My back/shoulder pain is still continuing after almost 6 weeks, and I have just started new meds that make me feel loopy. Trying to describe the pain, I thought of a play on words for the phrase ‘peace of mind’ and switching it to ‘piece of mind’.

There is no peace of mind when pain has a piece of your mind. Pain sits with you like an unwanted, unliked friend who is constantly nagging you. Sometimes the pain is in the background and while it’s only vaguely present, you can’t find peace. When it’s worse than that it sits in competition with anything else that’s happening.

I have some clarity now, but writing yesterday’s post would normally take me 20-30 minutes and it took me over an hour to write. I wasn’t doing anything else, I wasn’t distracted with other tasks, but I was feeling a lot of shoulder pain. Constant unrelenting pain. And a 30 minute task took me more than double the expected time. There is no peace of mind when pain has a piece of your mind.

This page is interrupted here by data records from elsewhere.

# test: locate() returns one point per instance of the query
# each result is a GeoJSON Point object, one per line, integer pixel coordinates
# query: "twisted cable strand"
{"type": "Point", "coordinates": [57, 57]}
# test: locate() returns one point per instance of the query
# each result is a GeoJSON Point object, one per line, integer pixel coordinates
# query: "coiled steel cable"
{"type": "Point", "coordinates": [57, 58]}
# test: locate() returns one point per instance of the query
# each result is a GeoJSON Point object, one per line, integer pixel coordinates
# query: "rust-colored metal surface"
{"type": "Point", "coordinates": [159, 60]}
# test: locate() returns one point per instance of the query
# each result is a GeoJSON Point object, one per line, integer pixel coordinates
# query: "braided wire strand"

I know this will pass, but it truly gives me a new respect for anyone who deals with daily pain. It’s not fun, it’s not productive, and it’s not easy to act in any normal way when pain has a piece of your mind.

Pain again

It’s close to 2:00am and I’m up with pain in my back and shoulder. My alarm is set for 4:15am for my flight, and the last thing I want to be right now is awake. For the past week I’ve been struggling with a pain in my back, the last 3 days the pain moved more into my shoulder. I’ve been taking it really easy and thought it would slowly disappear.

Instead, my shoulder aches so much that I can’t sleep. I’ve had a painkiller and a muscle relaxant, and still the ache persists. I’m now on the couch sipping some scotch and trying to find a position where the ache subsides a bit. As someone who struggles with back pain, I normally avoid self-medicating, for fear of getting accustomed to the pain relief… but this powerful and constant ache has me willing to try anything so that I can sleep.

I’m still not able of sleep, but I know that looking at this screen won’t help. So it’s time for a meditation, and hopefully a little nap before my alarm goes off. If not, I hope that I can pass out on the plane.

May you always find relief from your aches and pains… cheers!